France's aviation accident investigation bureau has confirmed that EgyptAir Flight MS804 sent signals reporting that smoke was detected on the jet before it plunged into the Mediterranean Sea on Thursday, according to Reuters.
According to the brief report, the Bureau d'Enquetes et d'Analyses (BEA) said that the signals did not explain what caused the smoke, and that the priority now was to find the plane's flight recorders.
The Aviation Herald, which reports on aviation news, reported on Friday that it had received information from "three independent channels" that the plane's communications system had sent messages saying that there was smoke in a lavatory and in "avionics" and that there were faults in the "FCU" and "SEC 3."
The New York Times reported that the avionics bay is where much of a plane's electronic equipment is housed.
The FCU, or flight control unit, refers to a control panel used by the pilot to control settings such as speed and altitude. According to a report by NBC News' Tom Costello, the SEC 3 is a computer that controls the plane's spoilers and elevator computers.
The automated messages were sent by the Airbus A320's Aircraft Communications Addressing and Reporting System (ACARS), the Aviation Herald reported.
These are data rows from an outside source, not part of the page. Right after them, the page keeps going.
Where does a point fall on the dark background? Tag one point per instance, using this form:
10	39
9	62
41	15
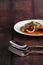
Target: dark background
12	11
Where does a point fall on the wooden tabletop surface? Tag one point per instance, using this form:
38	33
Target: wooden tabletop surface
33	59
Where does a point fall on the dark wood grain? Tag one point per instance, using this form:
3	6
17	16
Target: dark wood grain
33	58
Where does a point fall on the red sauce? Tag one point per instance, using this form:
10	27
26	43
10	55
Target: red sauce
36	32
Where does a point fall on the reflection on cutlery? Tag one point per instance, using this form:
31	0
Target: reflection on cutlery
22	49
22	53
22	46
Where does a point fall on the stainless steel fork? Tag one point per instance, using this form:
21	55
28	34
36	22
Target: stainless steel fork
23	50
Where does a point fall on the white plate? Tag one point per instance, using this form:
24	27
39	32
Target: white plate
21	23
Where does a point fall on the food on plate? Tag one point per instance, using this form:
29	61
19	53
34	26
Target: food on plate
32	27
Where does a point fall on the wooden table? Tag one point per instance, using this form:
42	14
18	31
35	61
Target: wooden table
33	59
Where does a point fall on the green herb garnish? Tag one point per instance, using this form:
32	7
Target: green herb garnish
34	23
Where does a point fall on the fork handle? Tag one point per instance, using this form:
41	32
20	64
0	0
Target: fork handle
35	46
36	52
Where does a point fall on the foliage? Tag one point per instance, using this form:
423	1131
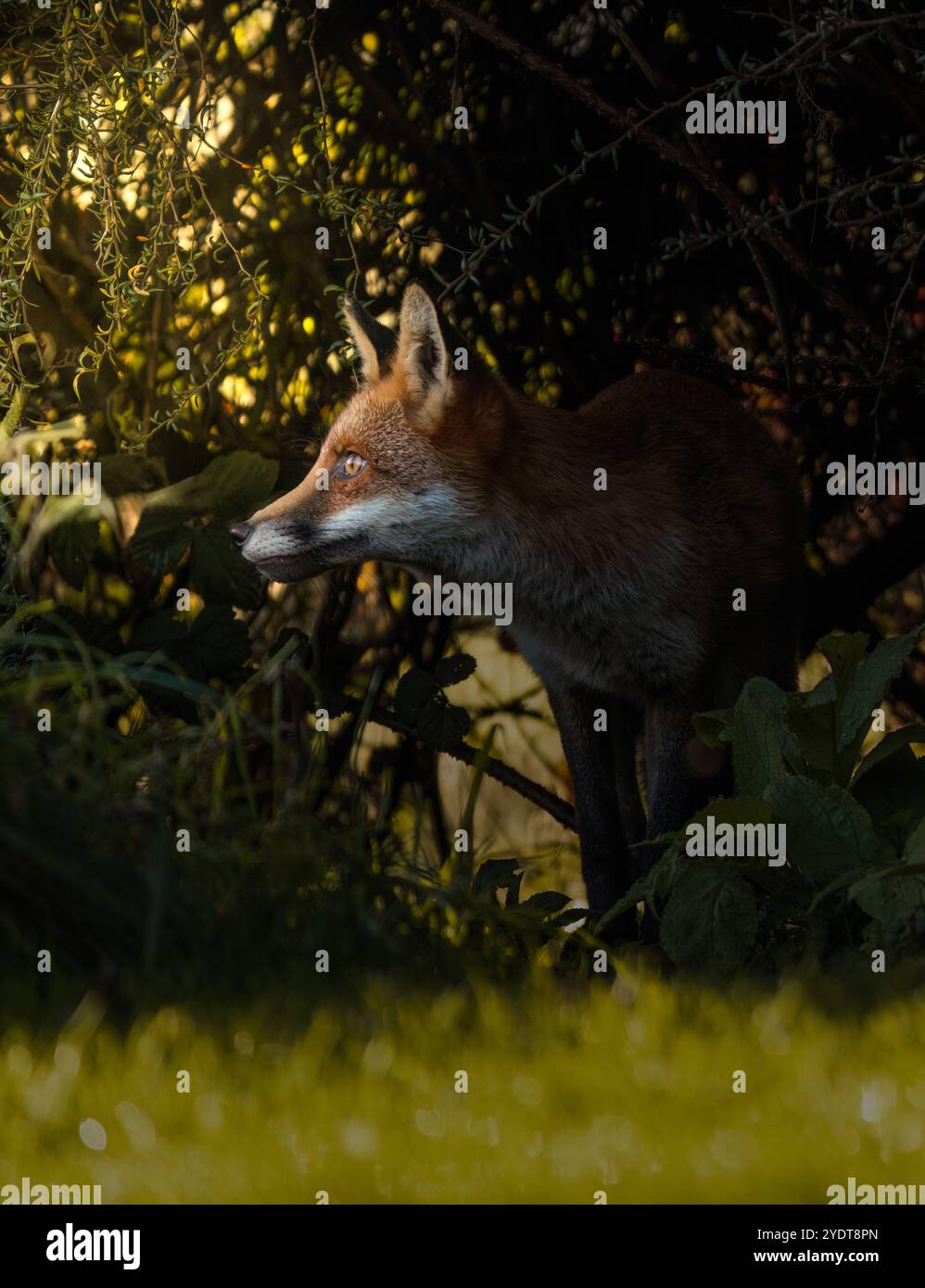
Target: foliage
855	874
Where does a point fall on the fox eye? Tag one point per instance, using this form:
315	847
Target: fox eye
352	464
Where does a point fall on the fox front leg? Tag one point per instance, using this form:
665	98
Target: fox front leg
605	865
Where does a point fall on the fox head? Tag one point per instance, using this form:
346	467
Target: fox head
405	472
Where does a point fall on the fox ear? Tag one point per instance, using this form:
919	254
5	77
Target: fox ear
422	352
373	342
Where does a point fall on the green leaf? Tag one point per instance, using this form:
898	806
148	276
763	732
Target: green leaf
236	485
452	670
828	831
129	472
711	918
72	547
160	631
218	643
714	728
741	809
442	726
158	551
230	487
813	726
889	745
868	683
218	572
413	689
494	875
759	737
547	901
895	899
893	793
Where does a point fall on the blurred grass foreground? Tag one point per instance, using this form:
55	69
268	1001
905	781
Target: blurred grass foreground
225	978
475	1097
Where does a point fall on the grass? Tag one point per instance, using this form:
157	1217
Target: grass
570	1092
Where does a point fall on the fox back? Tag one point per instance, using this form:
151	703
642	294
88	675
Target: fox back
651	544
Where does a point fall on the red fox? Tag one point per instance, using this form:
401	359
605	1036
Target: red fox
653	541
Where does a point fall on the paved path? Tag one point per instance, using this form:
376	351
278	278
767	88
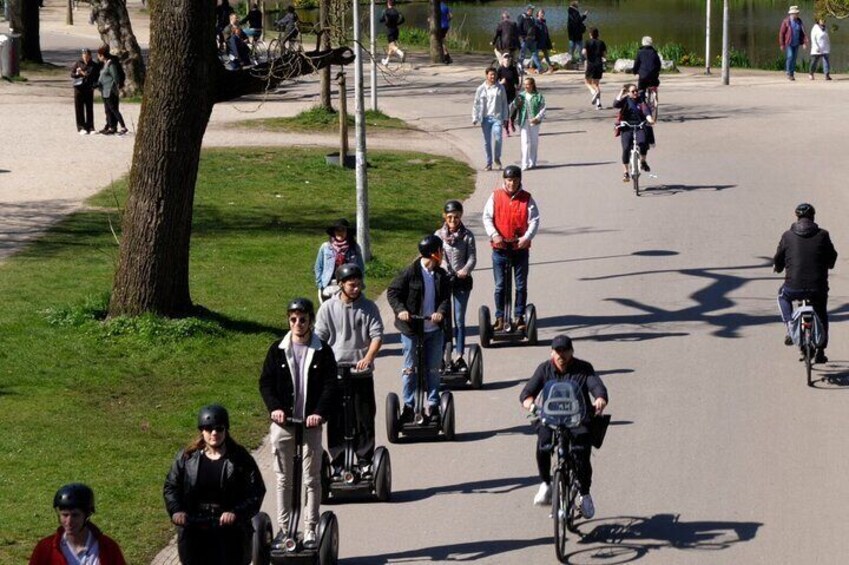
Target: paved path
719	453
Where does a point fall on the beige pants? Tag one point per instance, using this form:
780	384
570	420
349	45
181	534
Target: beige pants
283	449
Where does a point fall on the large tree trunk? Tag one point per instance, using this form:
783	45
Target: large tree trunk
153	267
113	24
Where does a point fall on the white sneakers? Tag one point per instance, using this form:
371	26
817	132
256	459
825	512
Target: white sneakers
543	496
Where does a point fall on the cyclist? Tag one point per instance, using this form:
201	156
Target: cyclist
214	476
634	110
421	289
805	254
76	540
351	324
564	366
511	220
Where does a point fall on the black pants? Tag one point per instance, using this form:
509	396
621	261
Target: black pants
364	412
581	448
84	108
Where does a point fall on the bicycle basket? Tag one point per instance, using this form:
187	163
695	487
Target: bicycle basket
562	404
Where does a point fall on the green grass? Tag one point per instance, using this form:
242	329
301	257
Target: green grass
319	120
110	403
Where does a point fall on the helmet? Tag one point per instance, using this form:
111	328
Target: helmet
430	245
512	172
805	210
213	415
348	271
453	206
74	496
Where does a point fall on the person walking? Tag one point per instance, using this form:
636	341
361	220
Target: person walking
594	52
490	110
791	36
820	48
531	111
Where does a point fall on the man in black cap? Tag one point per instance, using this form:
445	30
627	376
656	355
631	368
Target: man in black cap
563	366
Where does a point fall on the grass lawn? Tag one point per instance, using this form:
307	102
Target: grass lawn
110	403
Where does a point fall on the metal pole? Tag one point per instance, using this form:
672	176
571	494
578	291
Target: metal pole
373	48
360	125
725	59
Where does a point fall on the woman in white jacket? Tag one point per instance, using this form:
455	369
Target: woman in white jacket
820	47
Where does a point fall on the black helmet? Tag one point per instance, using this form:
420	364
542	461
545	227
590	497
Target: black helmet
74	496
453	206
805	210
213	415
348	271
302	305
512	172
430	245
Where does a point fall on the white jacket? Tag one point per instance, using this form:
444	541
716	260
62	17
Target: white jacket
820	43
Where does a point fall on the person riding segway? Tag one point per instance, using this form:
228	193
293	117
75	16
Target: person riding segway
351	324
511	219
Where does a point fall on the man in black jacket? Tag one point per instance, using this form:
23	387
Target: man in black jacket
563	366
422	289
805	253
298	382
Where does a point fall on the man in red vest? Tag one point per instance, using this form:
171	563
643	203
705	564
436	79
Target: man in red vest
511	220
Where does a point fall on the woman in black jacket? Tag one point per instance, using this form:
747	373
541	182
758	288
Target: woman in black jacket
212	492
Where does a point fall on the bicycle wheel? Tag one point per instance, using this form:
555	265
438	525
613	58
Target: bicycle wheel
559	512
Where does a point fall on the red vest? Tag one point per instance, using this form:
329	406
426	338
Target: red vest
510	215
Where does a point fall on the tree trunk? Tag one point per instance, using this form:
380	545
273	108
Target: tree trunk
113	24
153	264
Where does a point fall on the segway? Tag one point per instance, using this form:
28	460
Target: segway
420	425
510	332
288	546
374	481
449	374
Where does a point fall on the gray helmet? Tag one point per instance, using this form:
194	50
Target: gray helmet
74	496
805	210
430	245
213	415
348	271
512	172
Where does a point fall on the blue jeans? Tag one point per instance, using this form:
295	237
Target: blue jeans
791	53
491	131
433	356
500	261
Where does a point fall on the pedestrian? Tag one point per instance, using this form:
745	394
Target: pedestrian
575	29
511	220
212	492
421	289
490	110
531	111
820	48
459	257
594	54
340	248
108	83
84	74
298	382
351	325
77	539
392	18
791	36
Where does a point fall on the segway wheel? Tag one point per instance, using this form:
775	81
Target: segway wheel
393	415
531	331
484	326
328	539
475	367
382	474
446	406
262	538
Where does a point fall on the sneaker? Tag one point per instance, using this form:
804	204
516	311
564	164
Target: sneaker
543	495
585	502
Flight MS804 disappeared from radar over the Mediterranean Sea in the early hours of Thursday while en route from Paris to Cairo. It was carrying 66 people: 56 passengers, including a child and two infants, as well as three of the airline's security staff and seven crew members.
On Friday Egypt found debris from the missing plane. In a tweet on Friday early evening local time, EgyptAir said that the Egyptian Military and Marine Forces had "discovered more debris," adding that the wreckage found included passengers' body parts, belongings and luggage and aircraft seats.
"Search is still in progress," the Egyptian flagship carrier tweeted.